Labour exists as government today on the fact that its not National far more than anything inherent in its own makeup, policies or personnel excepting the star factor that Jacinda has harnessed.
And while Labour is
sure to be playing the longer game and planning to drop all sorts of lollies round
about May 2020 that maybe too little too late if those lollies are little more
than some crappy placebos for the crippling ills of this Nation.

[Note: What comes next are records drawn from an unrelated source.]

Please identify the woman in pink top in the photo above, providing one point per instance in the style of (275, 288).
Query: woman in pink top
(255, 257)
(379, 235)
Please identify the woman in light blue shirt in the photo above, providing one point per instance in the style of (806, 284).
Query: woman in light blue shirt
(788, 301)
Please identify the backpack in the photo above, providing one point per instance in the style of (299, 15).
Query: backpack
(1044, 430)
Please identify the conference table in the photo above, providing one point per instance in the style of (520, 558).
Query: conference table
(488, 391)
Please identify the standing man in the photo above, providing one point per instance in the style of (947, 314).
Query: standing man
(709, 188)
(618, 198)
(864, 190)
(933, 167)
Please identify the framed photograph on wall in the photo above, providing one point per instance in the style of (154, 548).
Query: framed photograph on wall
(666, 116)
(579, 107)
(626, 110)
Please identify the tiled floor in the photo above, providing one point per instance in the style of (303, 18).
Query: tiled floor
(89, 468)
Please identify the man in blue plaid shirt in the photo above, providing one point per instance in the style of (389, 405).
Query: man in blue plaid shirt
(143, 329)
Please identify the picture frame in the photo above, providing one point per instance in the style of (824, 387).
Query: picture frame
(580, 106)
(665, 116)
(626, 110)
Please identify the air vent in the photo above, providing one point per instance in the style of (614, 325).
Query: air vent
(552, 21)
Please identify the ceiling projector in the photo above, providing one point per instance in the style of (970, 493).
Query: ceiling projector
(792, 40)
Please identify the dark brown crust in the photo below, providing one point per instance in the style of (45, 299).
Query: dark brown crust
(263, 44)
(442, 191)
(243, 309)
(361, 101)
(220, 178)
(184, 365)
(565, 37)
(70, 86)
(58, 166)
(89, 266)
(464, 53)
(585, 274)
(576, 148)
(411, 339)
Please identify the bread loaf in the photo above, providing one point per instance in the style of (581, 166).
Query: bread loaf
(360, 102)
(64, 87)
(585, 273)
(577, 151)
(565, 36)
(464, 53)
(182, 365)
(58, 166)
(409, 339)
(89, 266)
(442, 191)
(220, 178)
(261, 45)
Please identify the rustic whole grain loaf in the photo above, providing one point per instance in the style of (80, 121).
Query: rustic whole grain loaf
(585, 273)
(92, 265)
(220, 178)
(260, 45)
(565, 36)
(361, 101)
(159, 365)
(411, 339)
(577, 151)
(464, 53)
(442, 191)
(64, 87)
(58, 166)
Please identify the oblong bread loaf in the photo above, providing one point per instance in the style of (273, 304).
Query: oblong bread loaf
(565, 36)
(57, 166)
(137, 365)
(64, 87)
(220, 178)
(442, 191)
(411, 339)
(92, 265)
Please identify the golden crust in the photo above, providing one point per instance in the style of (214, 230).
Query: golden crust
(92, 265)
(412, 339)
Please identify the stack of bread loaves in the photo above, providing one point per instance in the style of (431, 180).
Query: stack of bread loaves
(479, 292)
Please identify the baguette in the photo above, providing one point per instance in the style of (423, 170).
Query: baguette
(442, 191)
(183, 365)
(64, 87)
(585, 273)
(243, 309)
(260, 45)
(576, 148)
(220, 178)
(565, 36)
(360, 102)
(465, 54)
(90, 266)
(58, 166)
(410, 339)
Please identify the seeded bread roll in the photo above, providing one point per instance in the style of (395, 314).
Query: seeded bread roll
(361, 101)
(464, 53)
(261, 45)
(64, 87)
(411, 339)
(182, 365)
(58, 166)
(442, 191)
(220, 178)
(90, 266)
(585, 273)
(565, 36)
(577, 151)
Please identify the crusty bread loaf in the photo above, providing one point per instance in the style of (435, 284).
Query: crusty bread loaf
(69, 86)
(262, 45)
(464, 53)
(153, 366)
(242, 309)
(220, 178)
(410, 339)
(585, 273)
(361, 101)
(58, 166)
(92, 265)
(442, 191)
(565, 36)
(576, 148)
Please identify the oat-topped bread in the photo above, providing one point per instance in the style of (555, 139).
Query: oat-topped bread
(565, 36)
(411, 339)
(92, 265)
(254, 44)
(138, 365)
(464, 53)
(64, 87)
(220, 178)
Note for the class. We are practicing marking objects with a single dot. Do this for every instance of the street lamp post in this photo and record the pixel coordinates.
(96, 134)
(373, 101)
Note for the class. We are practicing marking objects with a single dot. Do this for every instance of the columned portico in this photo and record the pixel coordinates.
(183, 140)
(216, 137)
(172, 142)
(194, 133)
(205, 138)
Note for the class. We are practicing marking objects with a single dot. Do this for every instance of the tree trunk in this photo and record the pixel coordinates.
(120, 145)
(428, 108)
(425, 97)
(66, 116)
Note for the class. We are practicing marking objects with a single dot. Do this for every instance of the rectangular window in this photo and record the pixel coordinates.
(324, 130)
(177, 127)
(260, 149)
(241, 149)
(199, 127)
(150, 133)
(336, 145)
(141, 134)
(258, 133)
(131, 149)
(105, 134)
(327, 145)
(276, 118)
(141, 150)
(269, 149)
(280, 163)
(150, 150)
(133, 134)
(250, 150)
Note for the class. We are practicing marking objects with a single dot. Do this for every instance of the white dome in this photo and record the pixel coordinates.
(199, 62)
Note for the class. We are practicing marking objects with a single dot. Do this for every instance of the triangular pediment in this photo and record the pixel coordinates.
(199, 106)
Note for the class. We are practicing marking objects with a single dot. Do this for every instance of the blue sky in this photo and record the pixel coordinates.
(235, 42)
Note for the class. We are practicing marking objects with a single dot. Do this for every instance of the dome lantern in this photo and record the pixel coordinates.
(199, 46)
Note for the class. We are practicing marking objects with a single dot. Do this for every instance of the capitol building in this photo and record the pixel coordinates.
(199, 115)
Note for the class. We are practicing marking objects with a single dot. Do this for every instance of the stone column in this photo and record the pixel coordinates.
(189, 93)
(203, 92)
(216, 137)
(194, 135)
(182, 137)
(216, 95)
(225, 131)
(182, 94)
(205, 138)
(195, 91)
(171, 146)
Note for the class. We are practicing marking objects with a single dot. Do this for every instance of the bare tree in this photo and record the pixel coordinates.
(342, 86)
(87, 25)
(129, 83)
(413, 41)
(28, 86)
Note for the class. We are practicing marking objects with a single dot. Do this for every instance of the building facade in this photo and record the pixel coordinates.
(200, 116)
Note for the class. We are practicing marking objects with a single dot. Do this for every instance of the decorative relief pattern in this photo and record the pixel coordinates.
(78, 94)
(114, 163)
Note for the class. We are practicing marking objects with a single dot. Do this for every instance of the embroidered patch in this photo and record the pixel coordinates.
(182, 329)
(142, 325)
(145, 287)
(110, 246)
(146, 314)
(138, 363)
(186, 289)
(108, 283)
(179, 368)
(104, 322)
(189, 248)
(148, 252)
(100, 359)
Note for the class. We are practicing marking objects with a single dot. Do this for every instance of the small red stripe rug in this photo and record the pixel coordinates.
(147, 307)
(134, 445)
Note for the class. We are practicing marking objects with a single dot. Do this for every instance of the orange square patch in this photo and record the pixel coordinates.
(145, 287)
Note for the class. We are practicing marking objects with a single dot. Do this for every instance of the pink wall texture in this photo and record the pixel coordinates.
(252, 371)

So if I thrashed National for its corruption while it was in power I can sure as heck beat Labour for
failing to make good for the Great Betrayal now it is in government.
Labour can’t micro
manage away the cancers it helped create and the time for radical surgery is at
hand. The prognosis is grim but the outcome really depends if the doctor’s name
is Jacinda or Judas.
*-Although to be fair
it was National that set the ball rolling with Judith Collins and Jin Yang but if
Labour was genuine about addressing this threat it would be doing more but
instead its doing pretty much what National did and that makes them as bad, if not
worse than National.
**-I admit that with her current popularity its unlikely but in the age of Trump never say never.
*3-And Saying no to further offshore drilling does not count BUT some action over fuel prices might!